1 cup pure maple syrup, plus more for drizzling (see headnote)

4 large egg yolks

2 cups heavy cream

Toasted slivered almonds, for garnish (optional)

Heat a few inches of water in a medium saucepan over medium heat. Pour the maple syrup into a heatproof bowl and set it over the saucepan; cook for 4 or 5 minutes. Once the syrup is bubbling at the edges, remove that bowl from the pan.

Whisk the egg yolks in a separate heatproof bowl. Gradually add 2 tablespoons of the hot maple syrup, whisking, then add the tempered egg mixture to the rest of the maple syrup and whisk to incorporate.

Return the maple-syrup bowl (with egg yolks blended in) in the saucepan. Cook for 15 to 20 minutes, whisking, to form a thick and smooth base mixture. Remove from the heat. Place a piece of parchment paper directly on the surface of this custard (to keep a surface skin from forming), then refrigerate for at least 1 hour, until completely chilled.

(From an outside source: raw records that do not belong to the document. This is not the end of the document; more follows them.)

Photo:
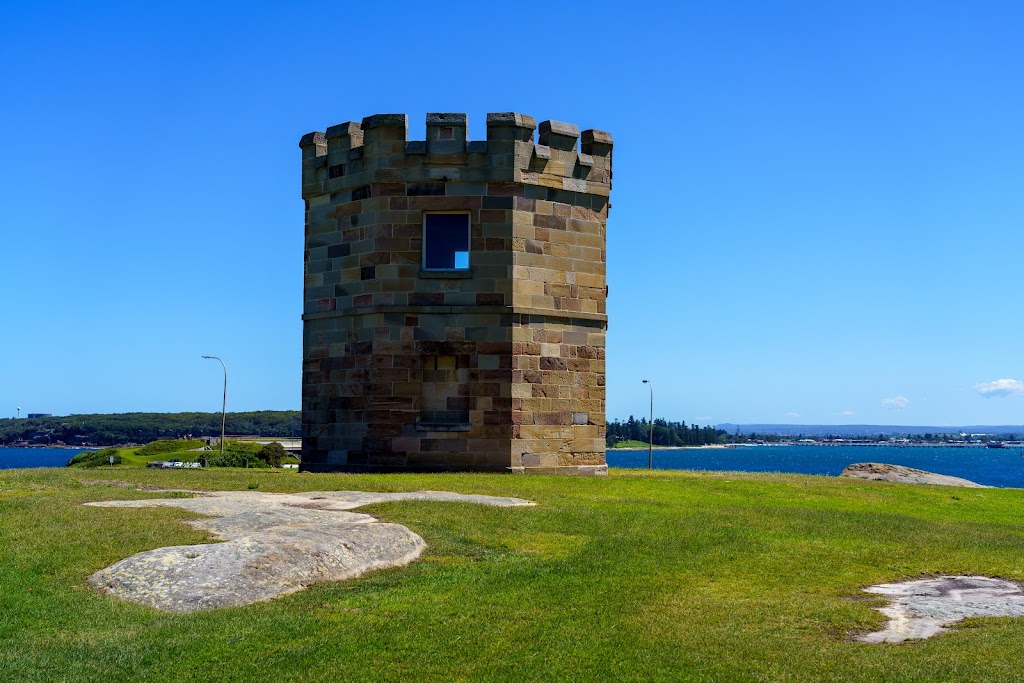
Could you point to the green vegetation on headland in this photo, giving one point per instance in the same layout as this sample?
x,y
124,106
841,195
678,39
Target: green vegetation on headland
x,y
122,428
664,575
666,433
237,454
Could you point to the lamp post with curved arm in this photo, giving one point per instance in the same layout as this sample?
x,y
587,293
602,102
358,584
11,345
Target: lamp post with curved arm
x,y
650,441
223,407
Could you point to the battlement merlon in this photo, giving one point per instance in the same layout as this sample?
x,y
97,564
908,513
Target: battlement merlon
x,y
351,155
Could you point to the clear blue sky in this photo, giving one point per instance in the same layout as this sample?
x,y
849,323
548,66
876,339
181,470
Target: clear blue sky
x,y
818,207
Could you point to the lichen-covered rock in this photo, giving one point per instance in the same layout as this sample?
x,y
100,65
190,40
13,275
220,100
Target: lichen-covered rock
x,y
274,544
883,472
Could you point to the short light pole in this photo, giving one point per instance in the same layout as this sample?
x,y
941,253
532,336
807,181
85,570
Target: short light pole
x,y
223,407
650,441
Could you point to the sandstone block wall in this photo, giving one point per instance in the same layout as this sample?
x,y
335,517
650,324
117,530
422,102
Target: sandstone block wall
x,y
496,367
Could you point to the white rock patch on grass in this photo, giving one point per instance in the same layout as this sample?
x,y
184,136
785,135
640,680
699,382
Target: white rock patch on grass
x,y
926,607
274,544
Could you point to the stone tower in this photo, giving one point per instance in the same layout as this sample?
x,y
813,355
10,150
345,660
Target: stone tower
x,y
455,296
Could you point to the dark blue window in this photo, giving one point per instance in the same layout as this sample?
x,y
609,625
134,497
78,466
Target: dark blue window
x,y
445,242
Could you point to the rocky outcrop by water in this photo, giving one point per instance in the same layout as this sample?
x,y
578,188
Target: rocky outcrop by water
x,y
274,544
883,472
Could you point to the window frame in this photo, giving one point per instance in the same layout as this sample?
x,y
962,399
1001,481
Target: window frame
x,y
469,241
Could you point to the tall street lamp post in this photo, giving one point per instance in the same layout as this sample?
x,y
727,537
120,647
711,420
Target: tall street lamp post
x,y
650,441
223,406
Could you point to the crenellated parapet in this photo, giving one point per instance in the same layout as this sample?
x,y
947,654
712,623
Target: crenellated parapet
x,y
454,296
554,156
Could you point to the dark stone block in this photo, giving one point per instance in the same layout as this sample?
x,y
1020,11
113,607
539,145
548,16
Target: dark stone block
x,y
337,251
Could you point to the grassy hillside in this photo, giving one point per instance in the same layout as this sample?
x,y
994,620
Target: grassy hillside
x,y
666,575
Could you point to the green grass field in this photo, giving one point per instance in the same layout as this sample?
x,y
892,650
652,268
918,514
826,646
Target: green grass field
x,y
670,575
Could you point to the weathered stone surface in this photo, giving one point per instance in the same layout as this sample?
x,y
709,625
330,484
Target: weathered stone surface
x,y
407,368
883,472
924,608
274,544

Beat the heavy cream in the bowl of a stand mixer fitted with a balloon-whisk attachment or a handheld electric mixer on medium speed until stiff peaks form (but be careful not to over-beat). Stir 3 heaping spoonfuls of the whipped cream into the cooled maple base. Gently fold in one-third of the remaining whipped cream, and repeat two more times to incorporate all the whipped cream. No streaks of white should remain, but there should be some lightness and volume to the mousse.

Divide among individual ramekins or pour into a freezer-safe serving dish. Cover with plastic wrap and freeze for at least 6 to 8 hours. For easy scooping, let the mousse sit at room temperature for 10 minutes before serving.

Garnish each portion with a drizzle of maple syrup and the almonds, if using.